CRH fails with "Cannot resolve_boundary for mis-ordered data" on sensible-looking data #31

Closed tonyelewis closed 7 years ago

tonyelewis commented 7 years ago

Jon has found (what looks very much to be) an error with cath-resolve-hits. I've been able to reduce the input data required to reproduce the error message from Jon's ~4.8Gb file (!) down to the attached ~4.1Kb file.

The error can be reproduced with:

cath-resolve-hits --input-format hmmsearch_out jon_problem.20170308.hmmsearch.txt

...which gives an error:

2017-03-08 12:34:39.954581 [cath-resolve-hits|error  ] Unable to parse/process resolve-hits input data file "jon_problem.20170308.hmmsearch.txt" of format hmmsearch_out. Error was:
Cannot resolve_boundary for mis-ordered data

jon_problem.20170308.hmmsearch.txt

tonyelewis commented 7 years ago

Closing this after confirming with Jon that cca8fb43e712e710c8eaee4553fa723e137d1c2a has now fixed the problem on the original file too.

tonyelewis commented 7 years ago

More info on what was going wrong:

The error was occurring after CRH had chosen the hits and was then resolving the boundaries.

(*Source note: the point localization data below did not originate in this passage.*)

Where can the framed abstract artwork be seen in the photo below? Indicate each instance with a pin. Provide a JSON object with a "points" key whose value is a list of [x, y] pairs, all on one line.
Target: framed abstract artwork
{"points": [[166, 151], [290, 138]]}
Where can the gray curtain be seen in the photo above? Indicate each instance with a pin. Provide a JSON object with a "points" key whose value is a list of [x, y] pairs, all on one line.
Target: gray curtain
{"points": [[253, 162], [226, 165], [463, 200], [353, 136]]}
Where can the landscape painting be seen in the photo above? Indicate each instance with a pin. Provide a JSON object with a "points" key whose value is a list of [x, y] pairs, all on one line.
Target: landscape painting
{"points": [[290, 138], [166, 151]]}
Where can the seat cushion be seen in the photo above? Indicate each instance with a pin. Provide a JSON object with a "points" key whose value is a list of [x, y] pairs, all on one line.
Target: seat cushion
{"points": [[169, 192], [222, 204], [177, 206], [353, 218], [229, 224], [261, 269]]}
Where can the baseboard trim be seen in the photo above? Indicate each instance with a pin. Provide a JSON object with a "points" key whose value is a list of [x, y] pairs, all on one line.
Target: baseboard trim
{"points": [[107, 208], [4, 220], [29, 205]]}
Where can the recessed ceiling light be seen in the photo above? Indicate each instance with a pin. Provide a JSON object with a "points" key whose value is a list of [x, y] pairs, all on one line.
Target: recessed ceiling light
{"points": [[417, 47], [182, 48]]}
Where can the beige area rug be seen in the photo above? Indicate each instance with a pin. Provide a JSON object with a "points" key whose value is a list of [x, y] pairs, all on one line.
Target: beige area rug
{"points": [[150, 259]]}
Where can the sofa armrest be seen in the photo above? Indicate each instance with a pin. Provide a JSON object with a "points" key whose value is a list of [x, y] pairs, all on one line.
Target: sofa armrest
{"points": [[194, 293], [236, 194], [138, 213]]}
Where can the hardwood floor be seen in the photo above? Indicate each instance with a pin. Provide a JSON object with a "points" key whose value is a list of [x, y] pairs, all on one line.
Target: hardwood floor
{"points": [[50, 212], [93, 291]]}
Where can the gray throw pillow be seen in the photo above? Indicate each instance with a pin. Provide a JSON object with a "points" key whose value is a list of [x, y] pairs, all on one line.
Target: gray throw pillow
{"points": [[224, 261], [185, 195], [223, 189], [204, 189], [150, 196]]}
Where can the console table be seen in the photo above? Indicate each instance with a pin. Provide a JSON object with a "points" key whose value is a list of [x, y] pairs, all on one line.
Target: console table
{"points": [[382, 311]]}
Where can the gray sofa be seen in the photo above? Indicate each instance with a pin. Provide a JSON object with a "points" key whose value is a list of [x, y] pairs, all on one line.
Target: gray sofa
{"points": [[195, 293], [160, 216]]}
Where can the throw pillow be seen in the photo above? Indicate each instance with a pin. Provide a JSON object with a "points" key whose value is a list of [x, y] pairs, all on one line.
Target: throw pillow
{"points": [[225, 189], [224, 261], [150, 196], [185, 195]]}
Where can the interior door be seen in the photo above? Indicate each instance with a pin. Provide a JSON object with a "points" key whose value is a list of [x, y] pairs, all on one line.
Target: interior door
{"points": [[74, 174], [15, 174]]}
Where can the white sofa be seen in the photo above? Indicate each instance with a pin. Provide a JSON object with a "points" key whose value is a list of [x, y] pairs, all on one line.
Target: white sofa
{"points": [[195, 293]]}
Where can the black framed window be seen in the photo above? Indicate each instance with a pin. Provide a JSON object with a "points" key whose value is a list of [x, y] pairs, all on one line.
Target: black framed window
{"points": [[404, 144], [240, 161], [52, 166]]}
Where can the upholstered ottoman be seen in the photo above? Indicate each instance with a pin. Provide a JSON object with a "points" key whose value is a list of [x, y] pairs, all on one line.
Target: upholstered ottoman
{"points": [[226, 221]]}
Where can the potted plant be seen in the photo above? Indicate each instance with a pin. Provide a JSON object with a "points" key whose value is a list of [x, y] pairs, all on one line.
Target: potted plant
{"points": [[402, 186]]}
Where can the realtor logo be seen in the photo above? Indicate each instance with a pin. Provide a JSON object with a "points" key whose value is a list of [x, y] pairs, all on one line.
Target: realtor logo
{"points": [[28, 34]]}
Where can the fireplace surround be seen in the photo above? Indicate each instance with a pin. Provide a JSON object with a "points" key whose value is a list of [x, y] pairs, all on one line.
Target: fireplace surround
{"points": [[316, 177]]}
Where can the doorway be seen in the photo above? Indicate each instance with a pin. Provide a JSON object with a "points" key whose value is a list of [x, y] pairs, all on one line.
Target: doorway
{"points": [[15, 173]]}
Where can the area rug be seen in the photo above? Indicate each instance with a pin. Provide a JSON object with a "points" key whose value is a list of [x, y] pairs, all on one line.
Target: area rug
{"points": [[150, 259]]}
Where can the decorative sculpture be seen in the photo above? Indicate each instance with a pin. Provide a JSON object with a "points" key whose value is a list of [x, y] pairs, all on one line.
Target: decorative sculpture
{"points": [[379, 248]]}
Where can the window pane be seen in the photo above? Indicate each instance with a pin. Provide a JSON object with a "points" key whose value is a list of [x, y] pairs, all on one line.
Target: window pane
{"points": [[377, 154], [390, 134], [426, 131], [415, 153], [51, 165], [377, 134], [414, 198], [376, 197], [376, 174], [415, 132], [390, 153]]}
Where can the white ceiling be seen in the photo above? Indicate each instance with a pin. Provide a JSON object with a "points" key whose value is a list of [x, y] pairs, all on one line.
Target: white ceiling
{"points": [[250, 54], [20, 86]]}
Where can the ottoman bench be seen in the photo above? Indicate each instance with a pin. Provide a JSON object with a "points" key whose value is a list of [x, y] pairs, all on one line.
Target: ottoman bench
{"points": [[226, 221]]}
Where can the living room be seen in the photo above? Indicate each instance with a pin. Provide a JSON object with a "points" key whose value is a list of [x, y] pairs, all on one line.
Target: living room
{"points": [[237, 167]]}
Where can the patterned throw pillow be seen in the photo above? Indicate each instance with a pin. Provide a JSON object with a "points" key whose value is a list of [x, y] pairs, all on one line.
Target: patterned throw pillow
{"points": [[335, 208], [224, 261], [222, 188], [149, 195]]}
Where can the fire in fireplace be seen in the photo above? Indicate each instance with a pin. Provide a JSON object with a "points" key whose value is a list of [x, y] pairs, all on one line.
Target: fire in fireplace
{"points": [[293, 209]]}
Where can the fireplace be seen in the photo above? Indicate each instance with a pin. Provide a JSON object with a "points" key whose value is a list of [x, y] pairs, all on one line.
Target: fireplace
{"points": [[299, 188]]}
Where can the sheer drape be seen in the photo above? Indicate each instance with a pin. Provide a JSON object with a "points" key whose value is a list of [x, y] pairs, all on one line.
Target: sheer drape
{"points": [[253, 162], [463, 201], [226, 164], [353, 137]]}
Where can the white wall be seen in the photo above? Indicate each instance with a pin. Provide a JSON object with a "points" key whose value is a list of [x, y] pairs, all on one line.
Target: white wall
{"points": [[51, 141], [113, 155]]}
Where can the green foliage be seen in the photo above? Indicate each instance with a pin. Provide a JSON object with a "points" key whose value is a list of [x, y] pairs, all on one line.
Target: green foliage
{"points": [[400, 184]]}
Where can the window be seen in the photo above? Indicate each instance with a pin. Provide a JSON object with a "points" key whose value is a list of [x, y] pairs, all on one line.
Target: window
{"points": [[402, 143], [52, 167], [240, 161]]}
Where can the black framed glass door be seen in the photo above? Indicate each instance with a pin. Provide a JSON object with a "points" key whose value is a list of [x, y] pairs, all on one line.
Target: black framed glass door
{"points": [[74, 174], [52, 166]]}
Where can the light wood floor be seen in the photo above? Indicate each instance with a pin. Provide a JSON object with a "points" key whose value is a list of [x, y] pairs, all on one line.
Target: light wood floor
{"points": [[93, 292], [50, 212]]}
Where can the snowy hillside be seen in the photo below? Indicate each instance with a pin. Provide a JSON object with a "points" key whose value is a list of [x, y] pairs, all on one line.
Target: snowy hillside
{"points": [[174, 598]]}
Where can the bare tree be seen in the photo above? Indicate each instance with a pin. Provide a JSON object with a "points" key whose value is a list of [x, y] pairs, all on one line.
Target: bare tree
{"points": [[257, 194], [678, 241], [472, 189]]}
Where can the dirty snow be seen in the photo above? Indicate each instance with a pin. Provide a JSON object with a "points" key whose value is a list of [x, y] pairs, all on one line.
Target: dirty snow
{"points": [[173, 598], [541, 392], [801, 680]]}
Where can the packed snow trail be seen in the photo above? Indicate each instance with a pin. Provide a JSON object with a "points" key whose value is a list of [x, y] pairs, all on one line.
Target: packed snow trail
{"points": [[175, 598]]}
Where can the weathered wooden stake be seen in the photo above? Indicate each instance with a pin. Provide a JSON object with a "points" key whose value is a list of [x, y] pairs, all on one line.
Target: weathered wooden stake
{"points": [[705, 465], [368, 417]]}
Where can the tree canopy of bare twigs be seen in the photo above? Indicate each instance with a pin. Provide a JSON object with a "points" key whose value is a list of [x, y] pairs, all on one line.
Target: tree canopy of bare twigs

In the problem case, two hits had correctly been allowed together (ie been deemed non-conflicting) but only because short segments had been removed due to falling below the --min-seg-length threshold. The later, boundary-resolving code is given those short segments (so it can do more informative things, eg in HTML output) but it wasn't properly handling the --min-seg-length issue and so was getting confused by them.